The toaster factory, as I soon discovered, was completely deserted. I spent many days there, primarily because even after much searching I failed to find an exit. I wandered aimlessly down the production lines, praying for guidance from whatever higher beings would listen. I would have settled for even a suggestion. I did find one suggestion scrawled on the wall of one of the stalls in the men’s bathroom. “Fuck you,” it suggested. I didn’t find it terribly helpful.
As there were no windows, I soon lost track of the passage of time. I simply slept where I collapsed. Always, when I awoke, there was a half-loaf of toast on a plate with a selection of toppings arrayed alongside. The toppings included butter, various jellies, marmalade, lemon curd, kippers, cream cheese, peanut butter, and other substances, some of which I did not recognize. The toast was of such quality, however, that as often as not I would eat it plain; it was sufficient unto itself. It was noteworthy toast. Always I would thank the available higher beings, eat my fill, and then resume my wandering. It became a routine. I count this as one of the happiest times of my life.
The seventy-fifth time I woke up in the toaster factory, there was someone with me. Without understanding how, I knew that I found myself in the presence of the God of Toast. I spent some time, perhaps days, with the God of Toast, but I can’t remember any of the details. The only thing I remember for certain is hearing the words, “You will remember nothing,” spoken from somewhere behind me. An instant later, everything went black.

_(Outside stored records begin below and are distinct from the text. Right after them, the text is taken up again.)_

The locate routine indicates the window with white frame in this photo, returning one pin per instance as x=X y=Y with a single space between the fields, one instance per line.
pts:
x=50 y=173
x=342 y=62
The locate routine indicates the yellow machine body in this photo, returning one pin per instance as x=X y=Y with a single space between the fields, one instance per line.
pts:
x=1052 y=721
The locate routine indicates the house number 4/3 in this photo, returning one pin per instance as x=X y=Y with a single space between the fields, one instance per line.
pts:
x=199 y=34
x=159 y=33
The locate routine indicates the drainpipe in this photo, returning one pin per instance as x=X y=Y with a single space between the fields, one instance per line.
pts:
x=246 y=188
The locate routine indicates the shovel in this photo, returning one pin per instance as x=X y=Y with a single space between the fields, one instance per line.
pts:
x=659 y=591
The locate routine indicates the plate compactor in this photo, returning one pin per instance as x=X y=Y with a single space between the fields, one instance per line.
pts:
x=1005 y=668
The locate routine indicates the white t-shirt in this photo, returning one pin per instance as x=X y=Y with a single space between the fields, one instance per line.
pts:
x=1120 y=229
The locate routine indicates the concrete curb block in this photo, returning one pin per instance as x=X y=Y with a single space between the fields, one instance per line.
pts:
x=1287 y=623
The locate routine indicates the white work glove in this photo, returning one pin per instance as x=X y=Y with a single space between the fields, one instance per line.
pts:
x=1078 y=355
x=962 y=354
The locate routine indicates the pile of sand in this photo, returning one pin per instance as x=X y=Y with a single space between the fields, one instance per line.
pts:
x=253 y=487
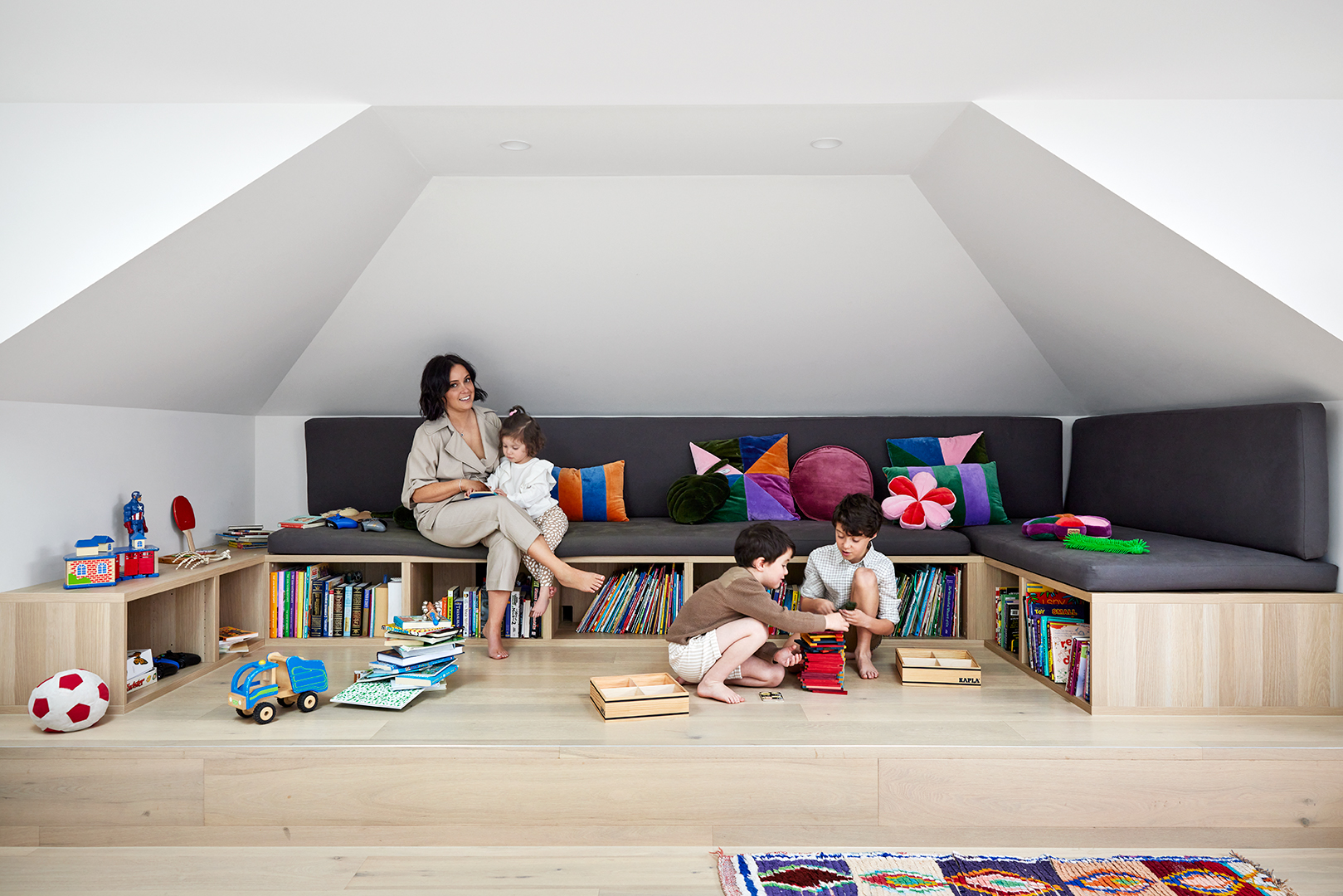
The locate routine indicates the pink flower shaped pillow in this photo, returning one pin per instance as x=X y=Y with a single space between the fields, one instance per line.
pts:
x=919 y=503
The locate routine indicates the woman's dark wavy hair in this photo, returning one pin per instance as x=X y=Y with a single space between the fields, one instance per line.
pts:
x=434 y=382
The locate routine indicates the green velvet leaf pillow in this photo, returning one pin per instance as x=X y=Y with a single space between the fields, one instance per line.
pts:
x=980 y=501
x=696 y=497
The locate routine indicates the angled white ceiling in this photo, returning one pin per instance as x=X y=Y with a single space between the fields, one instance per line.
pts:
x=88 y=187
x=212 y=317
x=1254 y=183
x=1128 y=314
x=677 y=296
x=690 y=52
x=670 y=140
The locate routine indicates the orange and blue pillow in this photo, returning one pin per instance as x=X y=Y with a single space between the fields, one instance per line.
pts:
x=980 y=501
x=757 y=475
x=937 y=451
x=591 y=494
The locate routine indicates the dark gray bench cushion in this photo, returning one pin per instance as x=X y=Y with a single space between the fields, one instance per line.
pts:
x=1253 y=476
x=362 y=461
x=637 y=538
x=1175 y=563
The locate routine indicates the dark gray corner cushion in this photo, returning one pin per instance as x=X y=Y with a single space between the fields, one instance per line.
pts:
x=1175 y=563
x=634 y=539
x=1253 y=476
x=362 y=461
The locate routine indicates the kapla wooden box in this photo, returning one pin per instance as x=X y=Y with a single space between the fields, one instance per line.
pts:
x=635 y=696
x=937 y=666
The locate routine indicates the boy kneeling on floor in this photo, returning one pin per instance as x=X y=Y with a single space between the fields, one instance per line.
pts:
x=722 y=631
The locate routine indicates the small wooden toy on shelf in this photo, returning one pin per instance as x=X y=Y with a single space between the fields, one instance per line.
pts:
x=93 y=564
x=258 y=687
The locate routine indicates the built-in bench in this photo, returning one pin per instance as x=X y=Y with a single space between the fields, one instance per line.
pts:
x=1232 y=611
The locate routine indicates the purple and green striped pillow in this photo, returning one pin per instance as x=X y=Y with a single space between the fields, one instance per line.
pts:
x=976 y=485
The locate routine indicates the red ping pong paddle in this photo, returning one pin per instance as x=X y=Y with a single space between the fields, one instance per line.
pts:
x=186 y=520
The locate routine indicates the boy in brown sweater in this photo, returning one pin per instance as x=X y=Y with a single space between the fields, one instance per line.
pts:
x=722 y=631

I awoke in a meadow. I had no way of knowing whether it was the same meadow I had seen through the hole in the stairs, but I had no reason to believe otherwise.
As I sat up and began to get my bearings, the possibility occurred to me that the toaster factory and the God of Toast had all been a dream. But no, the soles of my shoes were inordinately more worn than they had been when I put them on in the morning. It had all been real.
I began to realize that I had not visited a mere toaster factory. No, I had wandered the aisles of the One True Toaster Factory. To this day I am awed and humbled by this honor.
I still wondered who wrote, “Fuck you” in the bathroom, though.